Tesco, according to Murphy, who took charge in late 2020, benefited during the period from changing spending habits as consumers grappled with the cost-of-living crisis.
“We have seen customers trading down, but that has taken a number of different forms,” he told analysts on a call on Thursday. “For some customers, it’s trading down from national brands to great-value Tesco products. For others, it’s seeking out Tesco from one of the higher-priced premium-focused retailers – or using our [Finest] range of ready meals as a substitute for a takeaway or restaurant meal.”
Even more price-conscious shoppers switched from fresh foods into frozen. Sales of an expanded frozen range were up by a quarter on the previous year in the week before Christmas.
Still, despite Tesco’s consensus-beating recent sales performance, Murphy is sticking to his forecast that the group’s retail operating profit for the year to the end of February will be between £2.4 billion and £2.5 billion. This suggests, according to Alliance Bernstein analyst William Woods, that the group has a more cautious outlook on its profit margins than when it reported interim results in October.
“We are not sure that inflation has peaked just yet, but we would hope that by the middle of the year it will start to come down the other side,” said Murphy. UK food inflation was running at 13.3 per cent in December, according to the British Retail Consortium (BRC) trade body and data firm Nielsen.

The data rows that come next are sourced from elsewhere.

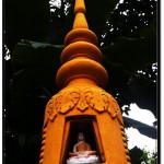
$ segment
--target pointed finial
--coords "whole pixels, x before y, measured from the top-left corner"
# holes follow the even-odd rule
[[[74,5],[74,23],[73,23],[73,30],[74,28],[89,28],[86,19],[85,19],[85,4],[84,0],[75,0],[75,5]]]

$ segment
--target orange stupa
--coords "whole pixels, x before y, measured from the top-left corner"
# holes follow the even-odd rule
[[[120,108],[103,90],[108,75],[101,65],[97,37],[89,30],[83,0],[75,0],[74,14],[56,75],[61,90],[45,110],[39,164],[66,164],[78,131],[85,133],[98,163],[130,164]]]

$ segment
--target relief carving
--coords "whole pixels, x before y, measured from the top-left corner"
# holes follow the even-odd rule
[[[81,112],[89,107],[98,113],[108,112],[113,118],[119,113],[119,106],[110,94],[99,87],[83,85],[66,87],[52,96],[47,104],[48,118],[45,119],[54,121],[58,114],[66,114],[74,107]]]

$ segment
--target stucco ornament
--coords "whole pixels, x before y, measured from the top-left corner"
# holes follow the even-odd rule
[[[46,107],[47,119],[54,121],[57,114],[65,115],[75,108],[80,112],[91,108],[99,114],[107,112],[112,118],[120,113],[116,99],[110,94],[97,86],[80,85],[65,87],[51,97]]]

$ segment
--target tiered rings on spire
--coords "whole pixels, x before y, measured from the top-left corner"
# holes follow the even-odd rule
[[[97,37],[89,30],[85,4],[77,0],[73,30],[65,38],[67,46],[61,54],[63,63],[57,72],[57,85],[62,89],[71,84],[93,84],[105,87],[108,75],[102,62],[102,52],[96,47]]]

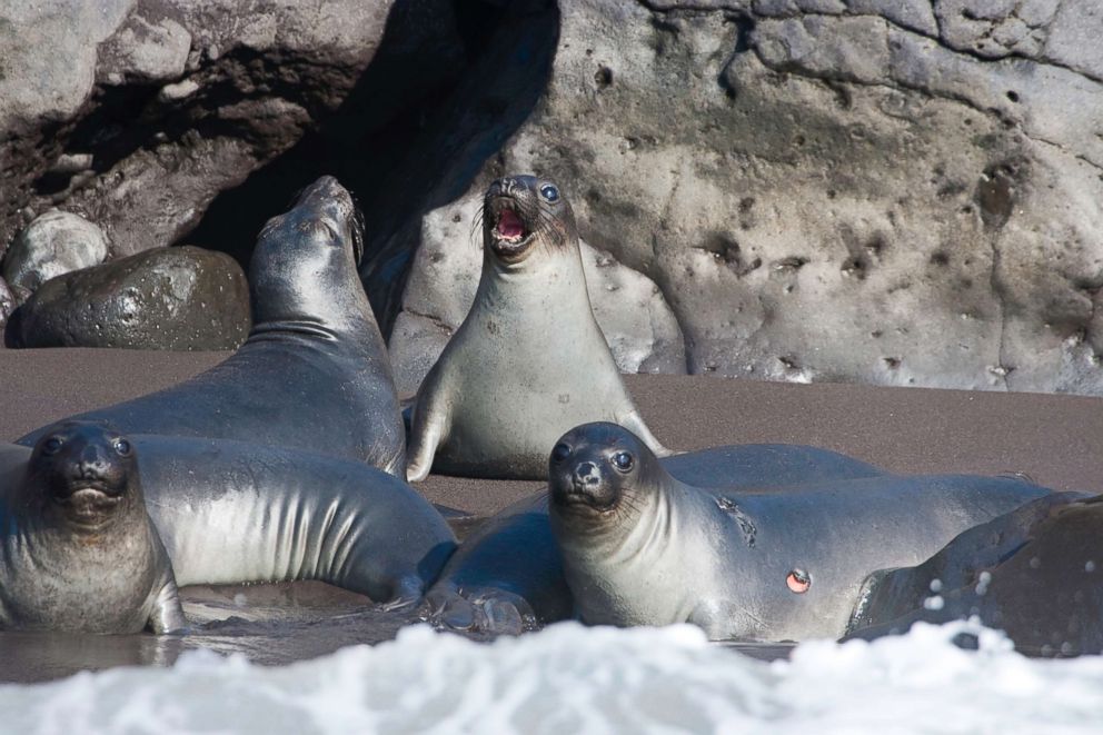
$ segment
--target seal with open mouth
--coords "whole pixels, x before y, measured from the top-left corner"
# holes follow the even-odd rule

Still, Tesco announced only last week that it was extending a price-freeze that has been in existence since October on more than 1,000 everyday products, spanning leading brands including Heinz, Birds Eye and Kellogg’s and own-label items until Easter in the face of heightened competition from German discounters Aldi and Lidl. And on Friday, Tesco Ireland followed up by saying it is continuing a price lock on hundreds of products over the same period.

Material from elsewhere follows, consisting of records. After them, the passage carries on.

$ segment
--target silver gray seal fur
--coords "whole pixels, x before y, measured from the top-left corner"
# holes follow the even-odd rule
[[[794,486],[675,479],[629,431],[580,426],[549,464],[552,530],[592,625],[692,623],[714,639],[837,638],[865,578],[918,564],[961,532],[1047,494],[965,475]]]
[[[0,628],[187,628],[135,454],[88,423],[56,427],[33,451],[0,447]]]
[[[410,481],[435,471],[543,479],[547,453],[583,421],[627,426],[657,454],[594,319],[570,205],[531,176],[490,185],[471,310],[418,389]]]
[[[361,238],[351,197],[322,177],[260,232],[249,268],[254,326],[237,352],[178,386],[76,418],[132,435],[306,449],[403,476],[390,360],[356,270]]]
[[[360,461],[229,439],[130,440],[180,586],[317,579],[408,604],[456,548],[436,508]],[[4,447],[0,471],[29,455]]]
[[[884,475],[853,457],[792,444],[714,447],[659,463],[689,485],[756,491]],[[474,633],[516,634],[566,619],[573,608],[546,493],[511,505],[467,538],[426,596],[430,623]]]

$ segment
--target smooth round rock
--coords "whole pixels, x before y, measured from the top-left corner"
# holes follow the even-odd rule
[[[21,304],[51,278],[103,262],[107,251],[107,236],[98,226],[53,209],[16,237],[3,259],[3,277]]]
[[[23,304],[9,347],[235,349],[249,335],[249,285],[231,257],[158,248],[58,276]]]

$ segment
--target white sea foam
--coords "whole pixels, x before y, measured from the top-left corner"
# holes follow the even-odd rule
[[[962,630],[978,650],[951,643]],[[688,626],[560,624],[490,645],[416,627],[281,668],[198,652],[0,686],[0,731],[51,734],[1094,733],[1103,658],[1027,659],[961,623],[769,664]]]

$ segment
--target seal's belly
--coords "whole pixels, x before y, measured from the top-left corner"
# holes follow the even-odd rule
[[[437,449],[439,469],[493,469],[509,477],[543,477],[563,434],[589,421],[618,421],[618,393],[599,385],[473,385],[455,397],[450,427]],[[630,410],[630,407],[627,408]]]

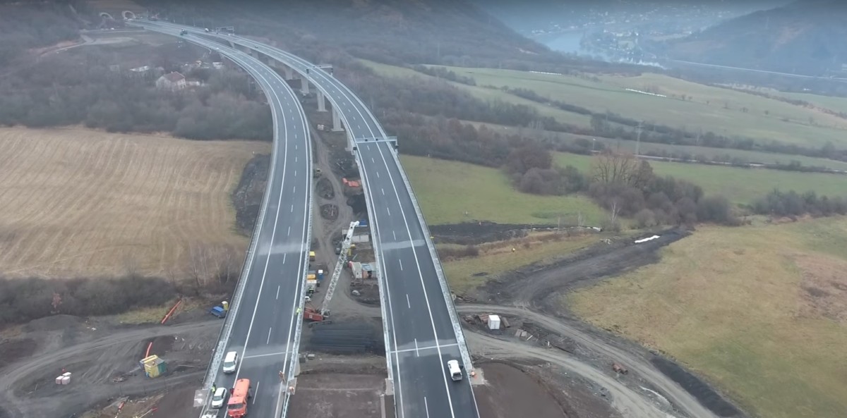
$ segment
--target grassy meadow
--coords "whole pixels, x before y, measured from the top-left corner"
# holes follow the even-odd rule
[[[660,349],[756,416],[847,411],[847,218],[701,227],[657,264],[565,299]]]
[[[553,262],[565,255],[596,244],[602,238],[605,236],[594,234],[565,237],[556,233],[540,233],[523,239],[484,244],[479,245],[479,256],[475,257],[457,260],[442,257],[444,273],[450,289],[462,294],[523,266]],[[488,274],[474,276],[479,272]]]
[[[498,223],[598,225],[605,211],[583,195],[540,196],[518,191],[502,171],[467,162],[401,156],[427,223],[473,221]],[[466,215],[465,212],[468,212]]]
[[[459,75],[473,77],[478,85],[529,89],[543,96],[595,112],[610,111],[690,131],[702,129],[718,135],[775,140],[807,146],[822,146],[829,140],[836,146],[847,147],[847,120],[778,100],[662,74],[603,75],[595,77],[598,81],[593,81],[590,76],[444,68]],[[667,97],[626,89],[650,91]],[[681,98],[683,96],[685,100]]]
[[[505,126],[495,124],[486,124],[484,122],[473,122],[468,120],[463,120],[462,122],[466,124],[471,124],[477,128],[484,125],[491,129],[494,129],[497,132],[506,135],[524,135],[528,136],[551,138],[555,140],[565,141],[565,142],[573,142],[580,139],[588,140],[595,140],[597,141],[598,149],[600,148],[601,143],[606,145],[606,147],[612,149],[627,150],[633,153],[634,153],[635,150],[638,148],[638,146],[636,145],[634,140],[612,140],[602,137],[596,138],[591,135],[581,135],[577,134],[570,134],[567,132],[552,132],[549,130],[534,129],[530,128],[523,128],[523,127],[515,128],[512,126]],[[826,167],[828,168],[832,168],[835,170],[847,171],[847,162],[837,160],[829,160],[827,158],[816,158],[814,157],[795,156],[789,154],[777,154],[773,152],[764,152],[758,151],[735,150],[733,148],[711,148],[708,146],[641,142],[640,151],[639,151],[641,154],[654,155],[662,151],[667,153],[685,152],[690,154],[691,156],[701,155],[706,157],[709,160],[712,160],[716,157],[723,158],[728,155],[730,158],[738,157],[741,158],[745,162],[761,162],[763,164],[777,164],[777,163],[788,164],[792,161],[798,161],[804,166]]]
[[[556,152],[554,161],[560,166],[572,165],[584,173],[591,166],[591,157]],[[814,190],[818,195],[844,196],[847,194],[847,177],[821,173],[741,168],[685,162],[651,161],[653,173],[672,175],[703,188],[706,195],[723,195],[736,204],[749,204],[773,189],[794,190],[798,193]]]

Shares in M&S – which had dropped almost 50 per cent last year, about twice as much as Tesco – benefited most from the strong Christmas trading.
M&S’s stock has jumped more than 16 per cent so far in 2023, outshining Tesco’s 7 per cent advance, even though it, too, failed to raise its profit forecast in light of better-than-expected sales for the past three months.
But with the UK on the brink of recession – which the Bank of England expects to last for at least the whole of 2023 and the first half of next year – the outlook for retailers is uncertain. Both Tesco and M&S expect consumers to tighten their belts after a festive blowout.
However, industry observers are largely in little doubt about which of the two investors should be putting money into in the near term.
Tesco, which has a 27.5 per cent share of the UK groceries market, is the only major traditional player in the market offering a full line of products that has increased its slice of the action since before Covid-19 struck – helped, of course, by its online sales returning to growth during the pandemic.
The consensus view among number crunchers is that Tesco’s shares have about 10 per cent further upside over the next 12 months, even if UBS analyst Sreedhar Mahamkali, for one, expects the group will post a 3 per cent drop in operating profits in its next financial year, following an expected 6 per cent decline in the current one.
Analysts, on the other hand, largely see about 5 per cent downside to M&S’s shares. Mahamkali sees its operating profits declining by 20 per cent in the current financial year and by a further 3.5 per cent over the following 12 months. When will the Christmas hangover set in?